I have 4 ports in a LACP LAGG from my pfSense box to my switch. The other ports are WAN and LAN.

All my vlans are over the LAGG, mainly for redundancy. However, if I had a vlan that had heavy traffic I might take it out of the LAGG, and either put it in 2nd LAGG or keep it on a single port. (I don’t have much traffic).

I just use the LAN as an emergency access to the pfSense box if I need it.

1 Like

Great video. I followed Tom’s examples but I’m having an issue.

I’m running pfSense connected to port 16 on my D-Link DGS-1100-16 and I have a UniFi UAP-AC-LR plugged into port 6 and a UAP-AC-M connected wirelessly to it.

The D-Link’s ports are set to Hybrid with VLAN1 as the native VLAN and VLAN10 tagged on both port 6 and 16.

I have a on SSID connected to my LAN which gets DHCP from my Windows 2016 server, works fine.

I’ve defined a second SSID as a Guest network running on VLAN10 with DHCP defined on the pFSense.

I can connect to the guest network, get an IP and DNS as defined in the scope from the pFsense. However, I don’t get Internet access.

I’ve defined the rules exactly as in the video. I also opened it up to any from any and I still don’t get out to the Internet.

I tried changing port 16 to Trunk, that broke both SSID’s.

I tried changing port 6 to Access, it didn’t change anything.

Ideas?

BTW Tom. I’m originally from Dearborn. My Dad grew up in Wyandotte and Lincoln Park (still have family there) and I played hockey against Southgate when I was a kid. Small world…

Thanks,

DaveinTN

1 Like

I have not worked with D-LINK switches in a long time but generally the ports where the pfsense & where the AP connects should be setup to TRUNK (allow all VLANS) or what ever D-Link calls them.

A funny thing happened today.

Earlier I tried switching the D-Link to Trunk. That did not work, as a matter of fact it terminated the connection to the pfSense and the AP respectively. So I set things back to hybrid and left it for a while.

This afternoon I was watching some videos on Watchguards cloud firewall configurations. During a video on Dynamic NAT configuration the trainer happen to mention that if you ever create a new network and can’t get to the internet to make sure somebody didn’t delete your default NAT for that particular Network.

Then it dawned on me. Several years ago I used your instructions to set up openvpn along with private internet access. That configuration included setting your NAT rules to manual.

In addition to having to add a NAT rule for my guest Network I also had to modify the firewall rule for the Guest network to use the WAN_DHCP Gateway vs the default of *.

Well it took me awhile but I got there.

Now my only question, is there any way to set up alerts to let you know when your private internet access VPN goes down?
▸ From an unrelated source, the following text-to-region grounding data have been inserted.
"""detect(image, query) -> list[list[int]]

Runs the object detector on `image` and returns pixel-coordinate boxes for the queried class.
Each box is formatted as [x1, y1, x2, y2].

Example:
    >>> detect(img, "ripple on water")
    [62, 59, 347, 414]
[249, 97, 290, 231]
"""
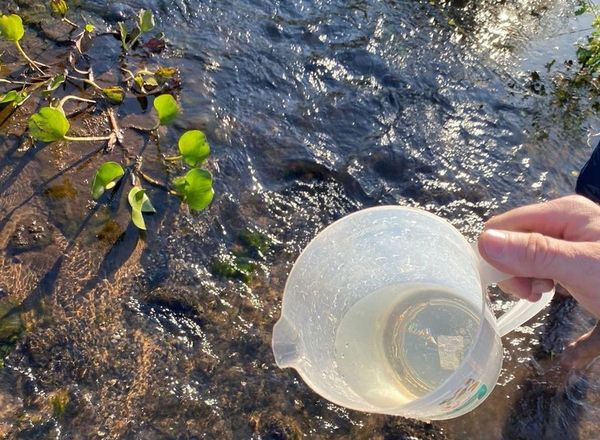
[1, 0, 599, 438]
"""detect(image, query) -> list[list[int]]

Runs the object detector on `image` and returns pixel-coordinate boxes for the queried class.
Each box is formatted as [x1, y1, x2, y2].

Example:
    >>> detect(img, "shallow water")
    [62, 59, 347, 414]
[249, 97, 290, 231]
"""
[1, 0, 600, 438]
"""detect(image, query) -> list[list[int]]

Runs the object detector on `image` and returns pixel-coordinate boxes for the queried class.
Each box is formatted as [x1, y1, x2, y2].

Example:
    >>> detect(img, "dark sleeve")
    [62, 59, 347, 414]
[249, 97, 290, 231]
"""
[576, 140, 600, 203]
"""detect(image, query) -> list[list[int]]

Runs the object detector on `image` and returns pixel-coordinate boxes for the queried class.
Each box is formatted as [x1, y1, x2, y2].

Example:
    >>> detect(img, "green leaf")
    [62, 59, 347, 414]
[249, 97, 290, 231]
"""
[118, 21, 128, 49]
[153, 94, 179, 125]
[0, 90, 28, 106]
[155, 67, 177, 82]
[50, 0, 68, 17]
[102, 86, 125, 104]
[133, 75, 144, 92]
[173, 168, 214, 211]
[28, 107, 69, 142]
[132, 74, 158, 94]
[577, 46, 592, 65]
[127, 26, 141, 47]
[144, 76, 158, 89]
[91, 162, 124, 200]
[594, 16, 600, 33]
[178, 130, 210, 166]
[128, 187, 155, 230]
[43, 74, 65, 96]
[138, 9, 155, 33]
[0, 14, 25, 42]
[85, 23, 95, 33]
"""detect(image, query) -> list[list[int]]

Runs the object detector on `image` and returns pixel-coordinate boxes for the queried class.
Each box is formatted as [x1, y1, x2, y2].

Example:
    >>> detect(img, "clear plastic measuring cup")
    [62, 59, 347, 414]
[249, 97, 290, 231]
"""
[272, 206, 554, 420]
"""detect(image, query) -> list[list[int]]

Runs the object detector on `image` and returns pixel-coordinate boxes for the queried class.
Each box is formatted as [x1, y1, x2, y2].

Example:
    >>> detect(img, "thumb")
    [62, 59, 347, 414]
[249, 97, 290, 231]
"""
[478, 229, 579, 284]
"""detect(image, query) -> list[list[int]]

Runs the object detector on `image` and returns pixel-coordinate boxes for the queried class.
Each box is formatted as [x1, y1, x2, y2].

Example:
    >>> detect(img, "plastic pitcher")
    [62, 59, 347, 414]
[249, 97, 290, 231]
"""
[272, 206, 554, 420]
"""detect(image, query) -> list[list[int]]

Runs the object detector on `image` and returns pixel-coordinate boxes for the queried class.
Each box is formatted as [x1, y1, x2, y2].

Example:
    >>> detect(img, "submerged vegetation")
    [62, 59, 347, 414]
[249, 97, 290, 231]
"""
[0, 3, 214, 232]
[0, 300, 22, 369]
[527, 1, 600, 128]
[0, 0, 217, 375]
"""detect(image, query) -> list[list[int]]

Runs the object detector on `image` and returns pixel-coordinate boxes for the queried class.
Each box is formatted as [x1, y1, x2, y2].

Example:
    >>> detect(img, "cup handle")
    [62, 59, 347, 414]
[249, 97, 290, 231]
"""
[470, 243, 555, 337]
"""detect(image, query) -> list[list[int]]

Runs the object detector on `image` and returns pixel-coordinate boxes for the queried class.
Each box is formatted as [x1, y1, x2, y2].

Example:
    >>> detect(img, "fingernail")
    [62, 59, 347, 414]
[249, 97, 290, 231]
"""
[481, 229, 508, 261]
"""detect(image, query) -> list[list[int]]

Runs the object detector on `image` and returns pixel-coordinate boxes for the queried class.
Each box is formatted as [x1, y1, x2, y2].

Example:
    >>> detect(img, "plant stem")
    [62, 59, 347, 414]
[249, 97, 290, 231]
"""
[59, 95, 96, 109]
[84, 79, 103, 90]
[138, 169, 175, 194]
[106, 107, 124, 145]
[120, 67, 137, 82]
[128, 33, 141, 50]
[65, 75, 103, 91]
[163, 155, 182, 161]
[0, 79, 31, 85]
[63, 134, 112, 142]
[14, 41, 45, 75]
[62, 17, 79, 28]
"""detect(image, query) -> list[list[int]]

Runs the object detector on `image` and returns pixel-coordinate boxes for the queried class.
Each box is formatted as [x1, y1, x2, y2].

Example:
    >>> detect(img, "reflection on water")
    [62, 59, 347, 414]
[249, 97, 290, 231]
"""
[0, 0, 599, 438]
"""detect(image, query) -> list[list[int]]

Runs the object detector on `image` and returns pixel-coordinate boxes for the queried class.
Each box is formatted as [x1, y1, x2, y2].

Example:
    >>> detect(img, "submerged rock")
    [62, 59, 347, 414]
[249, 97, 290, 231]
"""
[8, 217, 53, 255]
[249, 412, 302, 440]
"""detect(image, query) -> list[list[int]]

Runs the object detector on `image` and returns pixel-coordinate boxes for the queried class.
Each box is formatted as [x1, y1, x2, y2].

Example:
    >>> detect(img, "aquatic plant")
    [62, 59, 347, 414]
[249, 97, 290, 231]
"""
[49, 0, 78, 28]
[118, 8, 157, 51]
[0, 14, 47, 74]
[0, 8, 214, 231]
[49, 389, 70, 418]
[571, 2, 600, 75]
[0, 301, 23, 369]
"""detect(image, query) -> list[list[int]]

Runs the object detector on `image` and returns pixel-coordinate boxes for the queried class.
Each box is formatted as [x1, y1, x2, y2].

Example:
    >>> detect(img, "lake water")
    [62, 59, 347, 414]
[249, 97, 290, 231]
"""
[1, 0, 600, 438]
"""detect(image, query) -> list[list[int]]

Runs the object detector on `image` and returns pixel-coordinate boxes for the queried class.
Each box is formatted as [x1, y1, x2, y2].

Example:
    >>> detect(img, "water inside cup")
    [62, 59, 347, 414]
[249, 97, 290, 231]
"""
[334, 282, 485, 408]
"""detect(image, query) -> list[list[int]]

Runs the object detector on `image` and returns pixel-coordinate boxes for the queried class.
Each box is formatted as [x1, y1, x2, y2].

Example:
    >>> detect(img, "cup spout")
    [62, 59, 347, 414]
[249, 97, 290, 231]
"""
[272, 316, 301, 368]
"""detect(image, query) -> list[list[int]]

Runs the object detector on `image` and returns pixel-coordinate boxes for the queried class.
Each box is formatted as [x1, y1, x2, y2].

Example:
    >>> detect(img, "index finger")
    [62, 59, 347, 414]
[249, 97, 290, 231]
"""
[485, 195, 600, 241]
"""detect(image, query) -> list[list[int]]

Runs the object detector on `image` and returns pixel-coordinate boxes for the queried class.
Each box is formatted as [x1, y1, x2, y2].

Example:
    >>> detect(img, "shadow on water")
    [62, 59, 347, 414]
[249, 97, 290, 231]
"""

Mine goes down on occasion and I have to manually restart the service. It would be nice if there was a way to get notified rather than just stumbling upon the fact that the VPN is down.

Thanks,

DaveinTN

You need to setup a killswitch for when your vpn goes down.

I do and I will but that still doesn’t notify me when it’s down…

There is a notification option somewhere in pfSense, maybe it sends out logs, I’ve never used it.

IMO it’s better that if your VPN goes down it switches over to another connection.